Zostało jeszcze sporo do zrobienia, bym mogła powiedzieć, że dom jest gotowy. Najważniejsze jest skończenie dachu, z którym nieco zwlekam, bo analizuję, czy na tym etapie ma sens jego podnoszenie, by zyskać większą powierzchnię użytkową na poddaszu. Liczba pokoi i powierzchnia parteru w zasadzie mi odpowiadają, ale niedługo urodzę drugie dziecko. Córka, mieszkająca teraz w mieście, coraz chętniej tu zagląda i myśli o urządzeniu na nowo swojego pokoju. Może rzeczywiście powierzchnia na poddaszu się przyda..?

Nie zastosowałam więźby prefabrykowanej, jak zakładał projekt, tylko tradycyjną, robioną na budowie, więc – z jednej strony trochę żal tej powierzchni pod dachem, z drugiej – waham się, bo podnosząc dach, nie chciałabym zepsuć proporcji domu. Nie bez znaczenia są też procedury, które trzeba przejść, by ten zamysł zrealizować, i koszty przedsięwzięcia. Na razie analizuję za i przeciw.

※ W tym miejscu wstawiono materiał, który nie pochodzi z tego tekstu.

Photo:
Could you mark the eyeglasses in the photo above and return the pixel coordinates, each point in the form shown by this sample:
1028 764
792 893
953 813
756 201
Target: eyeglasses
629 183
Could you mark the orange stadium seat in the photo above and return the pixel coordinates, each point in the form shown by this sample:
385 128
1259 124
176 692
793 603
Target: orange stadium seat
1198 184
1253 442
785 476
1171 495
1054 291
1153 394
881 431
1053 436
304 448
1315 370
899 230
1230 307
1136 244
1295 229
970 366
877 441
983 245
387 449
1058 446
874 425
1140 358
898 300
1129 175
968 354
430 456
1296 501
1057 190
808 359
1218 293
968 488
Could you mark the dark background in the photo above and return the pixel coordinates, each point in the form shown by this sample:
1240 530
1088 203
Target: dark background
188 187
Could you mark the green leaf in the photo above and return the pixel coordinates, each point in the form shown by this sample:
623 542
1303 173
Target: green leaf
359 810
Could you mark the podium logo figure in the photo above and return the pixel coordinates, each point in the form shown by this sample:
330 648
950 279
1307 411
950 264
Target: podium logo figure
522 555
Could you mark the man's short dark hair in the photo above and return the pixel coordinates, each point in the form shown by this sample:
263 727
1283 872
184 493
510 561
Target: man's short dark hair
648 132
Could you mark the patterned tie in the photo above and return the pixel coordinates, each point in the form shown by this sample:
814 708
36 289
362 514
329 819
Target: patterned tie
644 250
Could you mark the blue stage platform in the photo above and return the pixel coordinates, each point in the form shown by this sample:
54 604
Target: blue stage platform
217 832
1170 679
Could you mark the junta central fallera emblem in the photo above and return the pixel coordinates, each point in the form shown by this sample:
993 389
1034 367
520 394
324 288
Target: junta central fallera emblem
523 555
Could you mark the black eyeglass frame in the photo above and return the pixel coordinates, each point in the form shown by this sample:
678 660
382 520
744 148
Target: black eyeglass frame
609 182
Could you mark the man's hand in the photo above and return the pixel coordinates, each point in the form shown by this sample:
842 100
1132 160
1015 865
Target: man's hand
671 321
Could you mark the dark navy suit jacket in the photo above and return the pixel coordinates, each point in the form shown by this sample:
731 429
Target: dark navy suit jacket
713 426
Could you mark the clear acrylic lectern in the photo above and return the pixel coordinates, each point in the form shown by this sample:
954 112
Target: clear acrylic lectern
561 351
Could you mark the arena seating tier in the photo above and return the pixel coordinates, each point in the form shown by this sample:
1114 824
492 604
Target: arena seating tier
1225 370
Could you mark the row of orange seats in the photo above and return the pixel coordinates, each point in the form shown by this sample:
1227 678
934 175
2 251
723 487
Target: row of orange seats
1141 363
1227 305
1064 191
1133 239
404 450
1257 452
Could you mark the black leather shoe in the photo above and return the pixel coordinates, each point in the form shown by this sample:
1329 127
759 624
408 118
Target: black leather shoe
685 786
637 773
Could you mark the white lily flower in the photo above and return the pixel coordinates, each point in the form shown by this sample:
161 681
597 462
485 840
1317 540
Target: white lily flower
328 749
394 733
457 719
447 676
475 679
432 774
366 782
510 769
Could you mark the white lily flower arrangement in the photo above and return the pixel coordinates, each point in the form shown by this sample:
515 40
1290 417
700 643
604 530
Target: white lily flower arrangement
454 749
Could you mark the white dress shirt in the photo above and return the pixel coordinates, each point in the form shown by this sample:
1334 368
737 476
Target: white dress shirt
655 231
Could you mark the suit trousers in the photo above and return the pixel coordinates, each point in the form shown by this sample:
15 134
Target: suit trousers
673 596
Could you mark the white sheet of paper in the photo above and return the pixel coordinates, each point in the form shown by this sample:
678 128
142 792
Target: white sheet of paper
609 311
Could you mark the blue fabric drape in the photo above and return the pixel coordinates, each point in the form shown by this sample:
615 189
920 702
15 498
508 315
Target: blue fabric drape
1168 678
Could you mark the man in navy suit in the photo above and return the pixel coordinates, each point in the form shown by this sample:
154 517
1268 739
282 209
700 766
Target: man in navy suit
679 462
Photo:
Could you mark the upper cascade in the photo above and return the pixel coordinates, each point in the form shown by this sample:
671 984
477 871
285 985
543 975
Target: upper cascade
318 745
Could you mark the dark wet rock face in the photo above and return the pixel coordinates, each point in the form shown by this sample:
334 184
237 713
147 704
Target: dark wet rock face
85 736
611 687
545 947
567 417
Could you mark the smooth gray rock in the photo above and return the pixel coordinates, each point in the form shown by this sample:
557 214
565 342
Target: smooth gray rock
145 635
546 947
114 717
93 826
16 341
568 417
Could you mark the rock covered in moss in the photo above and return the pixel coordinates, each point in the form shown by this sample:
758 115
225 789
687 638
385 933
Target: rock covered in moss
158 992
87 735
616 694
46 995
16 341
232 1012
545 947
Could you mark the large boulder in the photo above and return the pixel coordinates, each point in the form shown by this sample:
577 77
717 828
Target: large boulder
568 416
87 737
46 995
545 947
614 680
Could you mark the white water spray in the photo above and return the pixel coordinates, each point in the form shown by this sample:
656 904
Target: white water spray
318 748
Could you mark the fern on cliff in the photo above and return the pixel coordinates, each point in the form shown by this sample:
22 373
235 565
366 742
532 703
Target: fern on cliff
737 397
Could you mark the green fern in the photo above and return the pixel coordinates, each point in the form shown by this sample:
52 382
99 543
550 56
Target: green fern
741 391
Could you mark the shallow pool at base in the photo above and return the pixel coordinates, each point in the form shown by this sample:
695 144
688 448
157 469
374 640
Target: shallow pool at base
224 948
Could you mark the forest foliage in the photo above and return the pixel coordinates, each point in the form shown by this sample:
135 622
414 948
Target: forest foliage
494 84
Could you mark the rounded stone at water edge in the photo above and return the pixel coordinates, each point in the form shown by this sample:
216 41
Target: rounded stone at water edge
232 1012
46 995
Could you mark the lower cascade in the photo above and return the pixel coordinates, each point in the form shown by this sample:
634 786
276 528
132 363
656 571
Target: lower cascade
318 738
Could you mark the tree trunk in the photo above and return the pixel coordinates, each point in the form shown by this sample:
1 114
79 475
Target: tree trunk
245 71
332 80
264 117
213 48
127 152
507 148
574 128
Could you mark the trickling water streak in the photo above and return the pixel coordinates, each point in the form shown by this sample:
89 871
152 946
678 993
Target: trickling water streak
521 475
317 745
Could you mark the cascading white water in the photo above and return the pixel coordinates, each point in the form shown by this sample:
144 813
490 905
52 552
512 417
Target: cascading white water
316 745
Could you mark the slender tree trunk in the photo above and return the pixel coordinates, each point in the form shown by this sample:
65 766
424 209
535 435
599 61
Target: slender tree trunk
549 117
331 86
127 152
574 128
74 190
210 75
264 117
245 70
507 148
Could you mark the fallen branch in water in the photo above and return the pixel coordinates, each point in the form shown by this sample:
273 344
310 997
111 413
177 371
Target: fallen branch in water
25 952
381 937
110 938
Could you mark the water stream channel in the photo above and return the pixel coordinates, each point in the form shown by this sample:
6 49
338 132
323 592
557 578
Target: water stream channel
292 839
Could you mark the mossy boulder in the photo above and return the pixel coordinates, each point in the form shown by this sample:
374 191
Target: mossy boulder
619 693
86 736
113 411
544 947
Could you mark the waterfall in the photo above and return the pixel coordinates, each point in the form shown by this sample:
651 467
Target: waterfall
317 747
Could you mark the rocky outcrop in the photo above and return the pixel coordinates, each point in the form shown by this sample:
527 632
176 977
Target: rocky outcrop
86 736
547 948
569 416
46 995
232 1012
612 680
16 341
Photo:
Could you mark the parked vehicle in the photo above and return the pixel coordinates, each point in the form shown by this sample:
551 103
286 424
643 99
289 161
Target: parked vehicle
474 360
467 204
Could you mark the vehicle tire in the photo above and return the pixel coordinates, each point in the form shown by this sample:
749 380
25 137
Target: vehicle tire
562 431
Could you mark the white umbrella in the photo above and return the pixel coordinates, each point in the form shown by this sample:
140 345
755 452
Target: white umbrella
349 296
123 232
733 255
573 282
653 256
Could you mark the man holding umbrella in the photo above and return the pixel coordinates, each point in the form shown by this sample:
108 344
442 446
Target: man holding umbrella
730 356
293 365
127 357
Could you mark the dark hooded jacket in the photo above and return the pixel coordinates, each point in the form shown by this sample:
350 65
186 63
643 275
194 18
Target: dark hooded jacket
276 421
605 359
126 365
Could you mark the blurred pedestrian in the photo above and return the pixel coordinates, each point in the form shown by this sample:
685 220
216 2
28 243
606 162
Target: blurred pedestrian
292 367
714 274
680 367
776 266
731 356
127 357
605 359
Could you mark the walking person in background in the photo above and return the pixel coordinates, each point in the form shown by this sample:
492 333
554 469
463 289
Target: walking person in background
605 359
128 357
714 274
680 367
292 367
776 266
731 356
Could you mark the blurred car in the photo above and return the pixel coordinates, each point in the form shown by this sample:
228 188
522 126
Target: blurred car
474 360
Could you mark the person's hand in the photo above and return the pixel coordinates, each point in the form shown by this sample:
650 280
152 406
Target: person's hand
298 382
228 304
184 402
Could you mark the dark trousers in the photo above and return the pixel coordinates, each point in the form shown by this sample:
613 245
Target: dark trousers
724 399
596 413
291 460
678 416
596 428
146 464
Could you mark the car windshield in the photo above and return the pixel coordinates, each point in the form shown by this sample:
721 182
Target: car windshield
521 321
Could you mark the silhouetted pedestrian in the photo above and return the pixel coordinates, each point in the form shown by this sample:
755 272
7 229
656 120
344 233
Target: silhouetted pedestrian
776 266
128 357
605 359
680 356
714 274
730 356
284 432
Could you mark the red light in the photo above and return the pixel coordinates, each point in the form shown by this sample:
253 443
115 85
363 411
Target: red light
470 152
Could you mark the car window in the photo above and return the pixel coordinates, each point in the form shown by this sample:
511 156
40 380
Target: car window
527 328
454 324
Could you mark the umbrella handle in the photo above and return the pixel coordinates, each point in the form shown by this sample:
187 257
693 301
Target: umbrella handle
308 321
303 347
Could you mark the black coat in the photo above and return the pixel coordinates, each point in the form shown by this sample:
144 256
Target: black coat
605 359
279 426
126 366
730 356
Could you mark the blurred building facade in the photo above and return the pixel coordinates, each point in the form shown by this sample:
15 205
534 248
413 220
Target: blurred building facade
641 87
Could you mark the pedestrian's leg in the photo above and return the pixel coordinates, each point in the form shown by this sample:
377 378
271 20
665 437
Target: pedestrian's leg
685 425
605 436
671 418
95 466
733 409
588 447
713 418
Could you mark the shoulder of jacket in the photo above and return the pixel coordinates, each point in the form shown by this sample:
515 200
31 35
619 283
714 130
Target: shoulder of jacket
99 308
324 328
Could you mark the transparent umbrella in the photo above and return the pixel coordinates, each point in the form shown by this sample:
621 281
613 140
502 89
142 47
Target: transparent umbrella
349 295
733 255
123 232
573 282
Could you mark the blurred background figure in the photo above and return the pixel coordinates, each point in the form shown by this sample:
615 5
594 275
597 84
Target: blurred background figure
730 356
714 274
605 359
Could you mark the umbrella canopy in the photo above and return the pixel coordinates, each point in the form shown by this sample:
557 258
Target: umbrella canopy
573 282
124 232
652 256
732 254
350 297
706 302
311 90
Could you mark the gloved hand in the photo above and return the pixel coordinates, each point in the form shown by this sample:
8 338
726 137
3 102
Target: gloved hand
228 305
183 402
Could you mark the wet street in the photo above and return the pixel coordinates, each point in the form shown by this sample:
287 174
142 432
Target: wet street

Dach jest zabezpieczony papą ułożoną na sztywnym poszyciu z desek. Docelowo będzie pokryty blachodachówką. Inwestorka zdecydowała się na to pokrycie, bo jest tańsze, szybko się je układa i będzie pasowało do pokryć sąsiednich domów. Jej zdaniem blacha układana na rąbek – jak jest w projekcie – nie pasowałaby też do otoczenia.

Nie zdecydowała jeszcze czy elewacja będzie tylko tynkowana, czy pojawią się na niej również dekoracyjne panele elewacyjne. Klimat w okolicy nie służy drewnu – nawet dobrze zabezpieczone dość szybko wilgotnieje i śniedzieje, a materiały imitujące drewno nie przekonują. Klinkier, jeśli się pojawi, to tylko w dolnych partiach domu, na cokole i – może – miejscami tam, gdzie jest wyprowadzona na zewnątrz instalacja wodna i tam, gdzie dostęp do domu mają zwierzęta.

Klimatyczne wnętrze

Po otwarciu drzwi wejściowych wyraźnie zaznacza się oś widokowa, ale wzrok podąża w inną stronę. Bardziej niż otwarta przestrzeń domu i za trójkwaterowym otwieranym oknem przyciągają go wyróżniające się z jasnego tła surowa ceglana ściana, szary kredens w kuchni i piękny, drewniany stół z szufladami. Taki, jaki dawniej, robiony przez stolarzy, widywało się często w wiejskich domach.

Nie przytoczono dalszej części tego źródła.